Mostly the two drives will be already the same with maybe about 10GB of extra files added.

So I try to use rsync to synchronise the two drives like this:

rsync --dry-run -rvlt --modify-window=1 /media/Antonio1TB/Backup /media/FREECOM\ HDD/Backup

The problem is the dry run indicates that every file on the drive will be copied. Not just the files I have recently added.

What is the correct command to synch two NTFS drives under Ubuntu so that files that already exist don't get copied again? Thanks.


After additional research I think I partially figured out the problem. What the command above will do is copy the directory Backup on the source into Backup in the destination. But what I really wanted to do was copy the files and directories in Backup to the destination directory. In other words I needed a forward slash at the end

rsync --dry-run -rvOlt --modify-window=1 /media/Antonio1TB/Backup/ /media/"FREECOM HDD"/Backup

I also added the -O option.
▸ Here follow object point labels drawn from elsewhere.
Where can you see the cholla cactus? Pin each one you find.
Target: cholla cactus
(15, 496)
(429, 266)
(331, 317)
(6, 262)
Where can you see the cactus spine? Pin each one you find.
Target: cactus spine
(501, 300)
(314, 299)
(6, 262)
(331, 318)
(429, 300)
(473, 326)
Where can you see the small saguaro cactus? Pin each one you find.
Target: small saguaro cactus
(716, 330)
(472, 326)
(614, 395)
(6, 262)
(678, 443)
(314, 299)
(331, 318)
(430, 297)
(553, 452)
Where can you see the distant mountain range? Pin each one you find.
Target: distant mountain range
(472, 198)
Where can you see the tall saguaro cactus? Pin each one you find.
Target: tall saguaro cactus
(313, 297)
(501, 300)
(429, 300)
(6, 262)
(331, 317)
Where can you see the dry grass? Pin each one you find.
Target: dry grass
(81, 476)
Without this rsync seems to want to copy directories even if no files in them have changed. I'm kind of puzzled by this option and exactly what it is doing in this situation and why it is needed.

  • 1
    Using -O, --omit-dir-times the modification time of directories won't be copied to the destination, even if it was updated on the original directory. Glad you solved your problem, you should accept your own answer to the question. – GnP Jul 12 '13 at 21:20

If modification times and such are not important (permissions can not be preserved on ntfs), I use the --size-only option which will compare sizes alone and ignore files that differ only by modification time.


rsync --size-only -r /mnt/original /mnt/ntfs/backup/ # -in for "pretend mode"

Comparing sizes of the files alone might lead to problems. If a newer, modified file got the same size as the previous, older version, but despite this differ in content, then it will not be synced, though it should be.